I just wanted to write a quick post about the importance of securing WordPress sites with the appropriate plugins. Plus keeping things up-to-date, including back-ups and themes.
Recently I had gotten lazy recently and neglected the security of some of my sites. Because of this I have just wasted the best part of a day cleaning up ones infected by malware…
One I had identified as being compromised when I found it redirecting traffic from Firefox Google SERPS to spam sites. It had begun to lose its ranking from stable #2 slot to #6 and dropping.
The second was another high traffic site that started doing the same yesterday, but I caught in time before it had an effect on rankings.
The other two sites were much older and more experimental. They had been left alone for almost a year. The damage was much more severe.
Upon closer inspection, one had the WP database completely removed, so was kind of decapitated and the other refused to talk with the db so I couldn’t access the WP-Admin.
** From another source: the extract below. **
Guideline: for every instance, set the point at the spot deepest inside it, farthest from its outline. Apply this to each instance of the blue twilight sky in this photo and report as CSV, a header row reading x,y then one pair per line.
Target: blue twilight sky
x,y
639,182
Annoyingly, I ignored a Google Webmaster Tool alert saying one of my sites couldn’t be crawled a couple of weeks back.
The Common Theme?
All infected sites were all using very popular themes or frameworks and had exploits that had been found and, er, exploited.
Some were on the older Thesis 1.85 framework and other on the newer Genesis 2.0 framework.
The sites that were not effected were running very uncommon, weird-ass themes.
How To Avoid WordPress Security Issues: Good Habits
- On every install of WordPress, before you do anything else, install the Bulletproof plugin. Make it your first plugin on every fresh install.
- Note that it will overwrite the .htaccess so make sure you save any redirects or custom code and add it back via the Bulletproof options
- Install “Limit Login Attempt” – This will prevent brute force access to the WP-Admin area.
- Take regular back ups of your site
- Keep all plugins, themes and WordPress installs updated. This will minimize exploits.
- Change passwords regularly. Don’t use the same ones for everything (Note to self).
How To Check Your WordPress Sites For Malware
- Use the free scan from Sucuri.net
- If you are clean, good news!
- If not, first block people from accessing the site via the .htaccess and just allow your IP through
- Then install the anti-malware plugin from GOTMLS, register and update it, then perform a full scan.
- Hopefully this will pick up the infected files and clean them up.
- Once done, rerun.
- If still clean install the Sucuri.Net plugin and run their internal scan
- If all clean then run the main Sucuri.net scan again. Note it may be cached.
- If clean, install Bulletproof plugin, update all plugins and breath a sigh of relief.
- Important: Check the site again in a few days using Sucuri.net again. Some malware can hide and repopulate when it thinks the coast is clear.
What To Do If You Cannot Access The Site Anymore
Cry. No, wait, dig out the back up. What backup?! Go ahead, cry.
Sometimes a site is just too far gone to save and you may not have a decent backup to work with (like me). It may have a db issue or the code is so screwed you can’t access the Worpress CMS anymore. Unless you are a good PHP developer or you want to pay someone to fix it, sometimes the quickest thing to do is save what you can and start again.
If the database is still intact, then use PHPMyAdmin via your hosting cPanel or equivalent to export the database from the site before you start the cleanup. Follow this guide.
This database has all the valuable posts and pages and comments in it.
The actual .php WordPress files are not that valuable. The theme, plugins and styling can all be re-installed and the chances are you still have your images saved locally. If not, images are stored in the site files and rarely become infected so you can reuse.
They are found in /wp-content/uploads.
Either way the content is the valuable asset you are trying to save here.
You must remove all the old site files from the server. Use an FTP client like Filezilla. Back up what you want to keep locally like images. Then do a fresh install of WordPress.
If you like me, one of the sites had lost its MySQL database, then the only other thing you can do is resort to WayBackMachine and pray they have some archives of the content.
Once you have a fresh WP install, you can go about rebuilding the site from the content saved in the old database.
Using PHP MyAdmin:
- Import the saved WP database
- Access “Posts”
- Copy the “published” posts and start to paste into the new site posts one by one.
- Use the “Text” Option as their will HTML in there.
There will be a way to marry up the old WP db to the new install. But I don’t know how to do that. This option is worth pursuing if you have a larger site, in which case you should be getting some pro help anyway.
If you have any questions or advice to add let me know.
Been there done that…only with a client’s site. Had to spend a weekend fixing it because of course they only get hacked on Friday nights.